Section 1015 provides that the basis of gifted assets is, for purposes of determining loss, the lesser of the assets' fair market value or the donor's basis in the assets. Clearly, Taxpayer B's basis for determining loss on sale of his LLC interest would be limited to the fair market value of the interest at the time of the gift under Section 1015.

Issue
The issue is whether Section 1015 overrides the normal partnership basis rules for contributed property or somehow prevents the loss on the sale of the securities from being recognized by the LLC.

Answer
I see nothing to support the idea that Section 1015 somehow overrides the basis provisions of Section 722. In other words, basis of the securities contributed by Taxpayer A should carry over to the LLC. Further, I see nothing in Sections 1015 or 721 to disallow the loss at the LLC level on sale of the securities.

We discussed these facts on September 21, and I mentioned a possible concern about Section 704(c). In other words, would Section 704(c) force an allocation of all the loss to Taxpayer A. I have not resolved that issue. I feel that this is an important consideration.

I think the real exposure is recognition of the LLC as a separate taxable entity.
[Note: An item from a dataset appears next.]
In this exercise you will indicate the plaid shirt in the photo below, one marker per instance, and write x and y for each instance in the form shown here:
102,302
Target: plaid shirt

If the LLC were "looked through" and the transaction were viewed as happening between Taxpayer A and Taxpayer B personally, Section 1015 would clearly prevent Taxpayer B from claiming a loss. I think the transaction is vulnerable to attack on that basis. The IRS is well known for attacking family partnership arrangements on substance-over-form grounds. I think this situation is ripe for such an attack.

As an additional thought, I wonder how the new partnership anti-abuse regulations would treat the this transaction.